2. The remains, more or less perfect, of a staircase or staircases leading down to the sacred crypt containing a tomb of some great confessor known and honoured in the tradition of the Church.

3. The presence of a “luminare” or shaft, sometimes of considerable size, which was constructed to give light and air to a subterranean chamber in the Catacombs, indicated that in the immediate neighbourhood of the “luminare” an historic crypt had once existed. These openings or shafts were mostly the work of Pope Damasus and his successors in the latter years of the fourth and in the earlier years of the fifth centuries.

4. Below—in some of the ruined corridors of tombs and in certain of the cubicula or separate chambers leading out of the corridors—on the walls a number of “graffiti” or inscriptions, often very rudely graved or painted, are visible, some of the inscriptions or questions being simply a name, others containing a brief prayer for the writer or for one dear to the writer. It was evident that the presence of such inscriptions indicated the immediate neighbourhood of an historic crypt which once contained the remains of a revered “great one,”—not unfrequently the name of the “great one” was included in some of the graffiti.

Such “graffiti” were clearly the work of the many pilgrims to the Catacombs in the fifth and following centuries.

5. In certain of the cubicula or separate chambers leading out of the corridors, remains of paintings, evidently of a period much later than the original Catacomb work, are discernible—paintings which belong to the Byzantine rather than to any classical school of art, and which cannot be dated earlier than the sixth or seventh centuries. The existence of such later decorative work clearly indicated that the spot so adorned was one of traditional sanctity, and no doubt had been the resting-place of a venerated saint and martyr.

6. In his “materials” for the identification of the historic crypts De Rossi found the inscriptions of Pope Damasus, who died A.D. 384, of the greatest assistance.

Damasus’ love for and work in the Catacombs is well known. He was a considerable poet, and precious fragments of poetical inscriptions composed by him have been found in many of the more important Catacombs which have been explored. These inscriptions were engraved on marble tablets by his friend and skilful artist Furius Dionysius Filocalus in clear beautiful characters. These fragments have been in many cases put together, and where the broken pieces were wanting have been wonderfully restored with the aid of “syllogæ” or collections of early Christian inscriptions gathered mostly in the ninth century by the industry of the monks. These “syllogæ” or collections have preserved for us some forty of the inscriptions of Pope Damasus in honour of martyrs and confessors buried in the Catacombs.
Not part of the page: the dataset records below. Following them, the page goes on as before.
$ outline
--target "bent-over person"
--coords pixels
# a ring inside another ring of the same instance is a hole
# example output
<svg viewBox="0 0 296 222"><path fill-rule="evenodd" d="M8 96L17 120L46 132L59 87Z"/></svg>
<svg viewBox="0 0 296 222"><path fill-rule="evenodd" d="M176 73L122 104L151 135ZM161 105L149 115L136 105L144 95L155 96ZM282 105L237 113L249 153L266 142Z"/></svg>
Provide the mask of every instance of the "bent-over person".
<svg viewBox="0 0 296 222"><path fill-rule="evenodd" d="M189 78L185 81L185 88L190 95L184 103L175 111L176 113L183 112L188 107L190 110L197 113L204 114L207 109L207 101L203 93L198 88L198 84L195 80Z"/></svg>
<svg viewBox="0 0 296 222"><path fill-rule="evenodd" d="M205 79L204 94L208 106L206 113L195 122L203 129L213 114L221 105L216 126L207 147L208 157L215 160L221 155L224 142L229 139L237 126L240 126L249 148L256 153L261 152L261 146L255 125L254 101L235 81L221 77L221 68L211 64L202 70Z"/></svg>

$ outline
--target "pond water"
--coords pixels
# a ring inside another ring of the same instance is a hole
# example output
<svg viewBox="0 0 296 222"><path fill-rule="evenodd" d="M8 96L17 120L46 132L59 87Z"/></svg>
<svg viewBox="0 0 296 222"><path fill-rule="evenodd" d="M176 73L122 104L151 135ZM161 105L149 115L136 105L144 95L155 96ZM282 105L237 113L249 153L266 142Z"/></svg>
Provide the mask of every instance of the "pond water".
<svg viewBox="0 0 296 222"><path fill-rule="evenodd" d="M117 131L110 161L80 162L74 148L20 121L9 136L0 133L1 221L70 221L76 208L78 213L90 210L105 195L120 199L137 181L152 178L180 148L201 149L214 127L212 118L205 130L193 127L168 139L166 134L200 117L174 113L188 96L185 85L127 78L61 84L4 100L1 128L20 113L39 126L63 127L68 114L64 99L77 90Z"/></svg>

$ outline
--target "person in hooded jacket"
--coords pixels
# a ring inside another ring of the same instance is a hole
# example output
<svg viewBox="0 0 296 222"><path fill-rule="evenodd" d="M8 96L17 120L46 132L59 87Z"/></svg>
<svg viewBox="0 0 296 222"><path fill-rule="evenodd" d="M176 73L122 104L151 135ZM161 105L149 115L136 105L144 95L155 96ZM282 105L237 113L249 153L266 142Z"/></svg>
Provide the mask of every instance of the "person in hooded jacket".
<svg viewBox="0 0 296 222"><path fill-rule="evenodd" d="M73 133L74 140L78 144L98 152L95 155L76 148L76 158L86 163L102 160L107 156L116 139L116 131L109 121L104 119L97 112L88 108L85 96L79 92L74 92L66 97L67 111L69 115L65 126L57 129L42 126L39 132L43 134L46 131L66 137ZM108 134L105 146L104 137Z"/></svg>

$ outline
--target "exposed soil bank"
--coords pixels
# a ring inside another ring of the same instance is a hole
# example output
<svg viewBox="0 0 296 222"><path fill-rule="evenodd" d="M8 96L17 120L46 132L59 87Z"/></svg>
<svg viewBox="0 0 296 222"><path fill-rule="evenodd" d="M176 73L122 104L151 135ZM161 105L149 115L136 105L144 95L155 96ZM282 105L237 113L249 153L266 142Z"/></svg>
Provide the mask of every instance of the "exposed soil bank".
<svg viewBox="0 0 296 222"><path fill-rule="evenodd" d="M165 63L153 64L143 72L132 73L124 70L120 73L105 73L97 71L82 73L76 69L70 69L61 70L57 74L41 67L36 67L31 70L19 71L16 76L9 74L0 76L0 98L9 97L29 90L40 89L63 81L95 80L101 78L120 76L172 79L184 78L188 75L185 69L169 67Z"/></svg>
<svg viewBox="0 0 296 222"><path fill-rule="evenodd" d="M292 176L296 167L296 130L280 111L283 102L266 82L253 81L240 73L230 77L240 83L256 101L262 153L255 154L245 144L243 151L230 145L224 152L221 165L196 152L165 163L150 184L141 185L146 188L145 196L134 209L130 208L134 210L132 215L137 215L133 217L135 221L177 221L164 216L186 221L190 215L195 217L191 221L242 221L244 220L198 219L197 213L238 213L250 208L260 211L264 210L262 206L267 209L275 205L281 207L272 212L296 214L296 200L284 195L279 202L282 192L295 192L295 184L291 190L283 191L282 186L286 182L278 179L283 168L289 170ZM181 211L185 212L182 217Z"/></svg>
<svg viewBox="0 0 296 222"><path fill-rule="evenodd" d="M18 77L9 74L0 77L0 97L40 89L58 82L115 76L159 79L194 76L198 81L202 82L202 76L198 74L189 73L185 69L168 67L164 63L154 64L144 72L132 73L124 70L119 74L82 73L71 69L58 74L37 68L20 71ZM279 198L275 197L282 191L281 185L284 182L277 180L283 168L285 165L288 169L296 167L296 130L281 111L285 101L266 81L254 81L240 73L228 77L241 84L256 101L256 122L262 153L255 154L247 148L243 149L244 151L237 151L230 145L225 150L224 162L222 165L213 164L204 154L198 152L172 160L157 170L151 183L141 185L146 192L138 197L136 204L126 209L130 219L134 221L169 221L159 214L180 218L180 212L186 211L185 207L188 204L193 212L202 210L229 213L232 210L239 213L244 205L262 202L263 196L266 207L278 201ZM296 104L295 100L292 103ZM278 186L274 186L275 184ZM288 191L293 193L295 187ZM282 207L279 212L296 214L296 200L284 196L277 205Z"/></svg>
With perhaps one solitary exception, they are all written in hexameter verse.

Such collections of early Christian inscriptions have been preserved in the libraries of such monasteries as Einsiedeln, S. Riquier, S. Gall, etc.

The result of the forty years of De Rossi’s researches and work in the Catacombs, based on the above-mentioned historical documents and on the evidence derived from what he found in the ruined corridors of tombs and the chambers leading out of them, has been that, whereas before his time at most three important historical crypts were known, now already more than fifteen[122] of these have been clearly identified, a wonderful and striking proof of the reality of the sufferings and constancy of the heroes and heroines of the faith in the first two hundred and fifty years of the existence of the religion of Jesus—sufferings and constancy which resulted in the final triumph of Christianity.